The spectral reception capability of the system was verified using a sweep frequency laser to match the sub-spectral bands and multi-mode fiber confocal system for light acquisition. High-flux spectral detection was achieved using integrated photonic devices. Five optical waveguides were integrated to obtain the spectral responses under different spectral inputs. The system used a broadband light source to output broadband light. The output band was selected using a wavelength division multiplexer and the light of the selected band was sent to the system’s focal plane using a coupler. During operation, the center position of the projection was verified using the waveguide of the center position and lens set; moreover, the system projection range was verified using the edge waveguide. After calibrating the transmittance of each waveguide based on the central wavelength (1560 m), the uniformity of the system’s light intensity was better than 5%. We made sure the coupling efficiency was high at each position on the pupil surface, ensuring that the laser power used did not induce nonlinear effects. The verification of the high-flux system spectral testing is shown in Figure 9.

5. Discussion

Considering the increasing complexity of telescopic systems, the mechanical and optical reference transfer between multiple subsystems influences the registration accuracy and fusion effects of multi-modal joint measurements. Therefore, traditional methods are no longer suitable for the current calibration requirements of optical systems with large apertures offering a “large span, multiple parameters, and a common reference,” and research into a new system for the in-situ measurement and detection of large-aperture telescopes is urgently needed.

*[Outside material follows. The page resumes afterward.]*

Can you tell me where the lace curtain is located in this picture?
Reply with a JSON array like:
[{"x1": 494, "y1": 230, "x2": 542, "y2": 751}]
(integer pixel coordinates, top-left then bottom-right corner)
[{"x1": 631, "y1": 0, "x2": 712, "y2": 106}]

The optical axis could be precisely measured using PSP. Using the high-quality collimated beam incident on the pupil surface, we performed calibrations by combining the ideal target center positions of different terminals. Meanwhile, when components such as the secondary mirrors were tilted, the position of the light spot formed by the system changed. The tilt of the system’s optical axis could effectively be identified based on these changes.

Using optical axis and spectral response measurements, the optical lever effect (for short focus systems, the focal length can be extended via the 4f system) can be applied to measure the slope of the wavefront through the focal plane to obtain the optical surface quality of the system and relative position of the optical components. The polar and Cartesian coordinate system scanning modes can be selected when applying the actual system. Aiming for a highly efficient test process, rotation sampling is applied to maximize the accuracy and minimize the time; the overall planning of the sampling locations, scanning paths, and dwell times are optimally designed by balancing the spatial resolution, detection efficiency, and detection accuracy.

PSP could be used to perform local sampling of the pupil based on the mapping relationship between the focal and pupil planes. Flexible sampling and reconstruction of the system parameters could also be achieved. We could transform phase measurements into energy measurements using spatial light intensity projection and the photon pentaprism. We could also construct an efficient in-situ detection system offering high flexibility, a small size, and minimal external influences on the baseline configuration of the photon pentaprism.

6. Conclusions

Telescopes with high spatial resolutions and detection capability are expected to offer high sensitivities; high spatial, temporal, and spectral resolutions; and large fields of view (FoV). In response to the calibration requirements for in-situ detection of multiple parameters (wavefront, optical axis, transmittance, etc.) in large aperture optics systems, utilizing the characteristics of fiber-interconnections such as small volume, light weight, and high degree of freedom in light transmission, high-precision in-situ calibration of multiple parameters is ultimately achieved. The measurement accuracy of the optical axis of the system is better than 2 mrad. The spectral measurement accuracy is better than 5%, and the wavefront measurement accuracy surpassed 0.1 wavelengths (1 wavelength = 633 nm). The Photonics Scanning Pentaprism (PSP) System is investigated here, and it can ensure the performance of the system under in-site environment and at long-term.